SP acusa Bolsonaro de querer ‘passar uma borracha na Coronavac’
Acusação é feita pelo coordenador-executivo do Centro de Contingência, João Gabbardo
O governo de Jair Bolsonaro quer “passar a borracha na Coronavac” para tentar retirar a primeira vacina contra Covid-19 usada no Brasil de olho na eleição presidencial de 2022.
A acusação é feita pelo coordenador-executivo do Centro de Contingência da Covid-19 em São Paulo, João Gabbardo, a partir da decisão federal de excluir o imunizante de origem chinesa formulado no Instituto Butantan do esquema de terceira dose para idosos e imunossuprimidos.
O imunizante trazido ao país por João Doria (PSDB-SP), governador paulista que quer disputar a Presidência, é visto como seu maior ativo eleitoral.

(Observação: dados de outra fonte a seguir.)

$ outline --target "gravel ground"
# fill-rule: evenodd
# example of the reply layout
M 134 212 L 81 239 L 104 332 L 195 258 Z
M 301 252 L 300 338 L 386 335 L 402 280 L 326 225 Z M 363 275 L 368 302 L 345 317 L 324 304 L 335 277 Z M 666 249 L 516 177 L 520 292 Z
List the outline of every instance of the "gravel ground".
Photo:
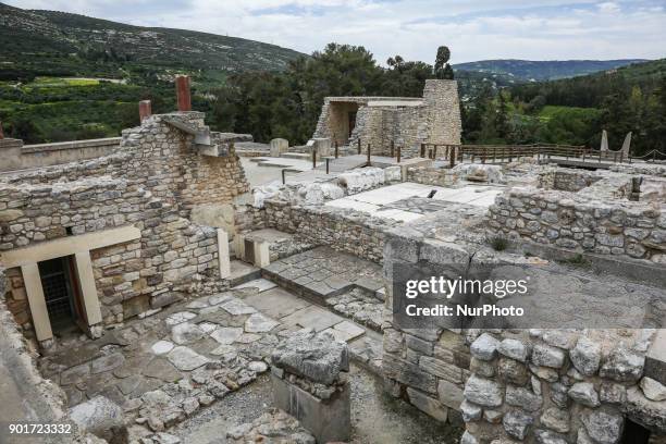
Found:
M 368 371 L 351 366 L 351 443 L 358 444 L 453 444 L 461 429 L 442 424 L 409 404 L 383 393 L 382 383 Z M 225 443 L 225 431 L 249 422 L 272 404 L 270 377 L 234 392 L 201 410 L 171 431 L 188 444 Z

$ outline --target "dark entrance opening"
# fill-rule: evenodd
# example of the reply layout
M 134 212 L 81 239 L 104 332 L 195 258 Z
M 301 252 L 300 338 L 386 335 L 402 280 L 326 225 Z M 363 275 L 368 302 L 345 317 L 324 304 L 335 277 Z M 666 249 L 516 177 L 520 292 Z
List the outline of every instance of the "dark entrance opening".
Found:
M 45 260 L 38 267 L 53 334 L 76 331 L 84 310 L 73 256 Z
M 625 419 L 621 444 L 648 444 L 649 442 L 650 430 L 630 419 Z
M 347 139 L 351 137 L 351 133 L 354 133 L 354 128 L 356 127 L 356 111 L 349 112 L 349 134 L 347 135 Z

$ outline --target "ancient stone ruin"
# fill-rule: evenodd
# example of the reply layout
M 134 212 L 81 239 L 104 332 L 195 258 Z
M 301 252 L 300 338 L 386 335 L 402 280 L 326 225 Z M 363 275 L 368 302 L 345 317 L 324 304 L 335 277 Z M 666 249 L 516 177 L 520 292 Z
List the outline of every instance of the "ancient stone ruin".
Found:
M 0 139 L 0 421 L 71 423 L 61 442 L 665 442 L 665 165 L 460 146 L 446 81 L 329 98 L 298 147 L 210 131 L 177 86 L 177 112 L 141 102 L 97 153 Z M 412 324 L 404 270 L 529 270 L 539 298 L 529 324 Z

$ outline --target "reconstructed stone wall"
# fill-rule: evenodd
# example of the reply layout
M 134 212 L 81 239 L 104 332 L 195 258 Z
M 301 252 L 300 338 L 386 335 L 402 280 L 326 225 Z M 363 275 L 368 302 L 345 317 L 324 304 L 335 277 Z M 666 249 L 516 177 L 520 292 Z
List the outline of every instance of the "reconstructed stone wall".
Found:
M 664 386 L 642 378 L 653 331 L 483 333 L 471 345 L 464 443 L 618 443 L 626 417 L 663 433 Z M 640 386 L 638 385 L 640 381 Z M 661 421 L 661 422 L 659 422 Z M 631 441 L 636 435 L 627 436 Z M 534 441 L 535 440 L 535 441 Z M 663 442 L 656 437 L 652 442 Z
M 445 168 L 408 168 L 407 182 L 415 182 L 423 185 L 451 186 L 458 182 L 458 174 Z
M 539 187 L 577 193 L 601 180 L 600 174 L 589 171 L 553 169 L 539 174 Z
M 511 238 L 666 263 L 666 209 L 648 202 L 511 188 L 497 196 L 489 219 L 493 232 Z
M 461 424 L 460 404 L 470 373 L 473 334 L 444 329 L 402 329 L 394 322 L 394 267 L 428 262 L 434 250 L 414 231 L 388 232 L 384 247 L 386 322 L 382 372 L 390 393 L 440 421 Z
M 0 143 L 0 171 L 57 165 L 107 156 L 118 149 L 120 137 L 23 145 L 22 140 Z
M 165 124 L 166 118 L 203 126 L 198 112 L 153 115 L 124 131 L 114 155 L 0 183 L 0 251 L 125 225 L 140 230 L 139 240 L 91 251 L 104 324 L 178 300 L 215 275 L 217 230 L 192 223 L 190 211 L 229 203 L 248 189 L 221 135 L 211 139 L 227 155 L 201 156 L 193 136 Z M 12 312 L 26 324 L 25 299 L 13 293 Z
M 455 81 L 425 81 L 423 99 L 428 107 L 427 140 L 437 145 L 459 145 L 462 124 L 458 83 Z
M 267 200 L 264 208 L 254 210 L 252 217 L 254 230 L 293 233 L 296 242 L 326 245 L 378 263 L 382 262 L 384 231 L 397 224 L 353 210 L 292 206 L 279 200 Z
M 391 103 L 412 101 L 414 103 Z M 374 102 L 374 103 L 370 103 Z M 384 106 L 382 102 L 386 102 Z M 391 141 L 402 147 L 405 158 L 417 157 L 420 144 L 458 145 L 460 144 L 461 121 L 458 86 L 455 81 L 428 79 L 423 98 L 372 98 L 348 97 L 326 98 L 313 137 L 335 137 L 345 144 L 343 132 L 348 123 L 347 108 L 358 106 L 356 127 L 349 138 L 351 151 L 359 138 L 361 152 L 368 144 L 372 153 L 387 156 Z M 346 133 L 345 133 L 346 134 Z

“A redação da nota sobre a dose de reforço é política, não técnica”, afirmou Gabbardo, que foi secretário-executivo do Ministério da Saúde na gestão de Luiz Henrique Mandetta, defenestrado por discordar de Bolsonaro do manejo da crise sanitária em 2020.
Ele aponta para o fato de que o texto da Nota Técnica 27/2021 diz que “houve a demonstração da amplificação da resposta imune após a terceira dose” da Coronavac, assim como das outras três vacinas usadas no Brasil: Pfizer, AstraZeneca/Fiocruz e Janssen.
Depois de listar os benefícios das vacinas, na conclusão da secretária de Enfrentamento à Covid-19, Rosana Melo, a Coronavac é descartada para ser aplicada em pessoas com mais de 70 anos ou imunossuprimidas. A preferência é para a vacina da Pfizer ou, se não houver disponibilidade, para as outras duas do mercado.
“Os estudos do Butantan são abundantes acerca do benefício. E as pessoas esquecem que a Coronavac garantiu sozinha a imunização de grupos vulneráveis, trabalhadores de saúde e idosos, na fase inicial da campanha de vacinação”, afirma.
Na nota, um ponto afirma que o esquema no qual são usadas ou vacinas de RNA mensageiro (Pfizer) ou de vetor viral (AstraZeneca e Janssen) como reforço para a Coronavac provocariam um aumento da imunidade mais expressivo. Só a conclusão é de um “estudo em modelo animal”.
“Parece brincadeira”, disse o coordenador-executivo. Além disso, o próprio governo federal patrocina um estudo justamente para saber como funcionam as diferentes vacinas em pessoas que se imunizaram com a Coronavac, que não está pronto.
A Folha de S.Paulo procurou o Ministério da Saúde para questionar acerca do embasamento técnico da nota, mas não obteve resposta.
Na semana passada, a pasta havia dito que a preferência pela Pfizer decorria do fato de que o imunizante será o mais disponível para o Programa Nacional de Imunização: haverá 44 milhões de doses em setembro e outras 100 milhões, em outubro.
Gabbardo diz que não há explicação senão a de disputa política para a exclusão liminar da vacina paulista-chinesa. Horas depois do anúncio federal, no dia 25, o governo Doria afirmou que iria aplicar a Coronavac na sua própria programação de terceira dose.
Ela deverá ter sua data prevista de início, dia 6, antecipada nesta quarta (1º). Além disso, São Paulo informou na segunda (30/8) que iria segurar a entrega dos últimos lotes do contrato de 100 milhões de doses da Coronavac, que deveria ter sido finalizado na terça (31/8), justamente porque o governo federal não se mostra interessado na vacina.
A terceira dose é uma realidade, atestada pela queda da imunidade em pessoas mais velhas, as primeiras a serem vacinadas, e por causa da circulação da perigosa variante delta do Sars-CoV-2.
Mas, seguindo o raciocínio de Gabbardo, ela acabou virando mais um item na encarniçada briga entre Bolsonaro e Doria centrada no combate à pandemia.
Ao longo de todo 2020, o presidente adotou uma posição negacionista e trabalhou contra a credibilidade das vacinas, principalmente da Coronavac promovida por Doria –o tucano trabalhou em cima de um contato existente entre o Butantan e a farmacêutica chinesa Sinovac, estabelecido em 2019 visando vacinas contra o vírus da zika.
Bolsonaro chegou a vetar a compra da Coronavac, mas acabou voltando atrás. O primeiro round da guerra da vacina foi vencido por Doria, que ao trazer a Coronavac e anunciar um programa próprio de imunização, obrigou Bolsonaro a acelerar a ação do Ministério da Saúde.
Mesmo assim, as trocas de farpas seguiram constantes, culminando no atrito entre Doria e o ministro Marcelo Queiroga (Saúde) acerca do fornecimento de vacinas para São Paulo, que parou no Supremo Tribunal Federal.